Spark Scheduling in Kubernetes

Palantir
Palantir Blog
Published in
9 min readMay 16, 2019

--

This is the second post in our blog series on Rubix, our effort to rebuild our cloud architecture around Kubernetes.

In 2018, as we rapidly scaled up our usage of Spark on Kubernetes in production, we extended Kubernetes to add support for batch job scheduling through a scheduler extender. In particular, we sought to mitigate problems from partial scheduling during cluster oversubscription. This blog post introduces our open-source k8s-spark-scheduler extender, explains how it works, and provides insight into the results we’ve seen running it in production at Palantir.

Introduction

As long-term, enthusiastic participants of the Spark community, we were excited to use Spark as one of the frameworks for executing user-authored code within Palantir Foundry. Foundry provides our customers with a common data platform for complex data analyses and transformations. Foundry executes two different classes of workloads: short-lived dedicated-use Spark applications for batch processing, and long-lived multi-tenant Spark applications that serve interactive user queries. Today, we run tens of thousands of Spark applications daily on thousands of hosts across hundreds of environments.

The first post in this series tells the origin story of Rubix: Palantir’s deployment infrastructure team decided to migrate Foundry’s cloud architecture to Kubernetes and thus committed to supporting secure multi-tenant Spark clusters on top of Kubernetes. The first step was an open-source effort (in conjunction with engineers from multiple organizations) to add Kubernetes support to Spark. While this endeavor was successful in the sense that it merged to mainline Spark and worked well for individual Spark applications, Kubernetes support for multi-container batch workloads was still immature compared to YARN. We developed k8s-spark-scheduler to solve the two main problems we experienced when running Spark on Kubernetes in our production environments: unreliable executor scheduling and slow autoscaling.

Spark on Kubernetes

Kubernetes objects such as pods or services are brought to life by declaring the desired object state via the Kubernetes API. A Kubernetes controller continually observes the difference between desired and actual state and takes steps to achieve the desired state, for example, by launching new pods on machines with unused compute resources.

Spark applications consist of a single-driver process (aka “master”) and a variable number of executors (“workers”). When executed on Kubernetes, the driver and the executors are all executed as separate pods which are launched in a two-step process: first, the Spark client launches the driver pod, then the driver pod itself launches the executor pods.

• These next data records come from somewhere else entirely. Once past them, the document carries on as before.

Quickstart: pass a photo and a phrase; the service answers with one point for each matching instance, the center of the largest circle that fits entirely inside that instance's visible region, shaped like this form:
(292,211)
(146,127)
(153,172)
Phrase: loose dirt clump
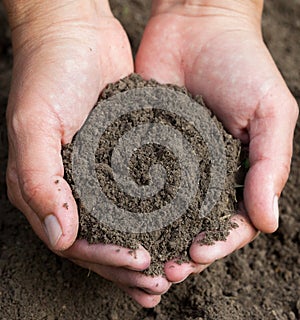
(171,241)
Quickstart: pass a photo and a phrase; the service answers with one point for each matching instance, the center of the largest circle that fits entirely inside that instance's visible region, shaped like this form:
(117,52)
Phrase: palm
(58,74)
(224,59)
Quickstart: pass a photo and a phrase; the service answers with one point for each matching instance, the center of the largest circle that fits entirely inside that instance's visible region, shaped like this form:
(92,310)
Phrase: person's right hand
(65,52)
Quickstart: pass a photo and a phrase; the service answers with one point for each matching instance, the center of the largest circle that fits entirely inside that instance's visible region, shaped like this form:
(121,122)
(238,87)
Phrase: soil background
(260,281)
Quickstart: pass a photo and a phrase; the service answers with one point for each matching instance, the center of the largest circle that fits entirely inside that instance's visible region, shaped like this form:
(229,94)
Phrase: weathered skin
(65,52)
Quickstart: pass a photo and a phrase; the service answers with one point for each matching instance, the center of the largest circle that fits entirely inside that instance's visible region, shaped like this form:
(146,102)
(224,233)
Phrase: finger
(36,145)
(239,237)
(154,63)
(15,197)
(144,299)
(271,137)
(177,273)
(107,254)
(124,277)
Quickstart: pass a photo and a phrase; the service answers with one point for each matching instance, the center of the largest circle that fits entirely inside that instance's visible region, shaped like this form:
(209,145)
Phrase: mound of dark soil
(172,240)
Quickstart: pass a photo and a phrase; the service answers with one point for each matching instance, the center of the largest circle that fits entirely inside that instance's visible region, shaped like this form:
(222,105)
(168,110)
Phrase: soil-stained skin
(173,240)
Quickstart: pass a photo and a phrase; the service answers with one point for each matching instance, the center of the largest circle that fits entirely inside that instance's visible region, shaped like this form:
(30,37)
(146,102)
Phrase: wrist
(21,12)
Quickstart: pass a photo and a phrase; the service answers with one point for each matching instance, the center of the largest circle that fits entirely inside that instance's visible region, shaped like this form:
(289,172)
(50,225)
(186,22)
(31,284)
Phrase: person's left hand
(218,52)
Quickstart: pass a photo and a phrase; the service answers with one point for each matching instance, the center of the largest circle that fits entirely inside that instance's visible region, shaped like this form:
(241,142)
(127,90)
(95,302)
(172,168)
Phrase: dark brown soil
(261,281)
(171,240)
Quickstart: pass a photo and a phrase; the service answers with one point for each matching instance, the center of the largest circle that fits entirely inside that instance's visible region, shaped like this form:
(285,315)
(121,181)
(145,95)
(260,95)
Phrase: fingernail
(275,208)
(53,229)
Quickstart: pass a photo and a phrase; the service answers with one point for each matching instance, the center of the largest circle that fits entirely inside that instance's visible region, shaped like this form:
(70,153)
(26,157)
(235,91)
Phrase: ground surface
(261,281)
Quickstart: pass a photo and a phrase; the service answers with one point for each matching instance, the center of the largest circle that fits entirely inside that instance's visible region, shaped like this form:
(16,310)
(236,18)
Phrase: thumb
(35,141)
(271,142)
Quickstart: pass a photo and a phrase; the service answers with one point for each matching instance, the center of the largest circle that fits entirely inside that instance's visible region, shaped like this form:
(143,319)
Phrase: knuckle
(12,185)
(30,188)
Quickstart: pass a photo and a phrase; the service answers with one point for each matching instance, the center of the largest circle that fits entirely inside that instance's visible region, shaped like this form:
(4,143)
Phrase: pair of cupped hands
(64,55)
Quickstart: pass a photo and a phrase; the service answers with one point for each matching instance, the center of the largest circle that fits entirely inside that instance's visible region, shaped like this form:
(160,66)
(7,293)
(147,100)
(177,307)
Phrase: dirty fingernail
(53,229)
(275,208)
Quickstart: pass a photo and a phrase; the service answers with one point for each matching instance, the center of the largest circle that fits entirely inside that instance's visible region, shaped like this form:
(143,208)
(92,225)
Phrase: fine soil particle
(171,241)
(260,281)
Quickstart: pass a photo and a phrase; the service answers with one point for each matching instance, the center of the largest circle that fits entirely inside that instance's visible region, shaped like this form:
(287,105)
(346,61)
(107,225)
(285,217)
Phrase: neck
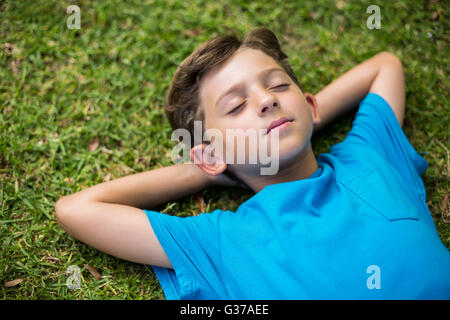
(301,167)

The upside of this design is that the driver itself is in charge of managing its executors, for instance in order to dynamically scale up the cluster. However, this design decision has a critical downside: the scheduler has no idea how many executors the driver will need until after the driver has successfully started. This doesn’t pose a problem in clusters with abundant resources, but when the cluster is “too small” for the number of Spark submissions, a client could theoretically saturate the cluster with drivers. In this scenario, none of the drivers would acquire executors, so no work could be completed. In practice, we observed a more localized version of the problem: occasional, unlucky applications would get executor-starved, leading to unpredictable performance degradation.

Additionally, because the pods from different Spark applications were scheduled individually and in (relatively) arbitrary order, it was possible for small applications to skip ahead of larger ones. This led to higher rates of resource starvation — and subsequent performance degradation or failure — amongst larger, more expensive workloads. Let’s look at a simple example:

Example: Two applications, A (blue) and B (pink), are to be launched. Note that pods for drivers and executors of different applications may occur in arbitrary order, e.g., executor A.3 occurs after driver B. Let’s assume that the cluster has sufficient free resources to launch pods for driver A, executors A.1 and A.2, as well as driver B. It is possible that the cluster now has insufficient resources for the expensive executor A.3, but sufficient resources for the cheaper executor B.1. Thus, the cheaper application B was launched successfully, while the more expensive application A is still waiting for executor A.3 before it can make progress.

Gang scheduling. A more desirable behavior for Spark applications is gang scheduling. Instead of scheduling pod-by-pod, we want to launch pods application-by-application:

Example: Using the same example as above, the goal of gang scheduling is to schedule either all of A’s pods before any of B’d pods, or vice-versa. Note that depending on the available resources in the cluster, this strategy may mean that no new pods get launched in a given scheduler cycle, even if the cluster has available resources for some of them. Here, the scheduler must not launch B’s driver or executor B.1 before A.3 was launched.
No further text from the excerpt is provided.